2010With this item we go back a few years into PolitiFact Florida's history to remind us of the extent to which fact checkers will allow inaccuracies to go into print or onto the Internet.
PolitiFact will sometimes pick on the accuracy of somebody else's headline. PolitiFact Florida's headline on a fact check of Gov. Rick Scott is a doozy:
The problem is obvious just from the image capture, but we'll explain it just in case it's not obvious to somebody.
The headline says Scott claimed Thomas Jefferson called regulations an "endemic weakness," which, by standard norms of interpretation, means Scott is saying Jefferson used the term "endemic weakness" in describing government regulations.
But the section above quoting Scott doesn't jibe with PolitiFact Florida's headline. It's Scott using the term "endemic weakness" and saying Jefferson's complaints against the King of England as expressed in the Declaration of Independence serve as a vintage example.
PolitiFact Florida's fact check never makes the case that "endemic weakness" was attributed to Jefferson.
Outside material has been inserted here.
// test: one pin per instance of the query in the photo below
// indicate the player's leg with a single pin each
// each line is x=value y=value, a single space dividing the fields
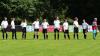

Making matters worse, Scott didn't even imply that Jefferson was complaining in principle that regulations make up an endemic weakness of government. He just used Jefferson's complaint as one example supporting his own point.
PolitiFact ignores Scott's real point and fact checks a tangent:
Scott quotes Jefferson correctly. But we wondered, what did Jefferson mean when he wrote that line? Did he think regulations are an endemic weakness in government?Poor PolitiFact Florida! Its fact check assumes it matters whether Jefferson was saying regulations were an endemic weakness of government! It doesn't matter. Was Scott using a solid example of a proliferation of government regulations? Not really. But that doesn't mean Scott was saying Jefferson called government relations an "endemic weakness."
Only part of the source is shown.